Takipde Kalın!
Günlük gelişmeleri takip edebilmek için habertürk uygulamasını indirin
Gündem Ekonomi Dünya Spor Magazin Kadın Sağlık Yazılar Teknoloji Gastro Video Keşfet

Cumadan beri gözlerimizde yaş kalmadı. Her saniyemiz Bayraklı’daki enkaz kaldırma çalışmalarını takip ederek geçiyor.

Milletçe onca dramın içinde bulduğumuz mucizelere sarılıyor, gençlerin cansız bedenlerini gördükçe yıkılıyoruz.
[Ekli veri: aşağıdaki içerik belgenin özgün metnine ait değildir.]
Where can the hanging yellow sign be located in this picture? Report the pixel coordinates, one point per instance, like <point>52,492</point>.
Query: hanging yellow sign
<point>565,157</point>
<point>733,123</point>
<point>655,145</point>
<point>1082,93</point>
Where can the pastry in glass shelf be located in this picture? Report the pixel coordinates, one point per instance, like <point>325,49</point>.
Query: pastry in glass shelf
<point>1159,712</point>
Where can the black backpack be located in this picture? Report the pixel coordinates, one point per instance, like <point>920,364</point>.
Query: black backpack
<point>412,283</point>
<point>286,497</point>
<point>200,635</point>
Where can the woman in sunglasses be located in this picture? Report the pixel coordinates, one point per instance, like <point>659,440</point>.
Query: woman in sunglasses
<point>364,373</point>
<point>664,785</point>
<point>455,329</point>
Evet, bu sevinçler ve acılar bizi birleştirdi ama günlerdir böylesine sarsıcı felaketlerin canlı yayında 80 milyona durmaksızın izlettirilmesi doğru mu?

Bir deprem faciasını bir melodrama çevirmek bizi gelecek depremlerden koruyacak mı?

Önlem almamızı sağlayacak mı?

Devlet bu yayınlar sayesinde çürük binaların tümünü tahliye ettirip yıktıracak mı?

5 gündür 80 milyonu ağlatan medya, deprem gerçeğinin bari bu kez takipçisi olacak mı?

Tabii ki hayır! Hayır! Hayır!

O zaman günlerdir medyanın yaptığı duygu sömürüsünden başka bir şey değildir sevgili okurlar!

80 milyona bu dramları izletmek travma oluşturmaktan başka bir şeye yaramıyor.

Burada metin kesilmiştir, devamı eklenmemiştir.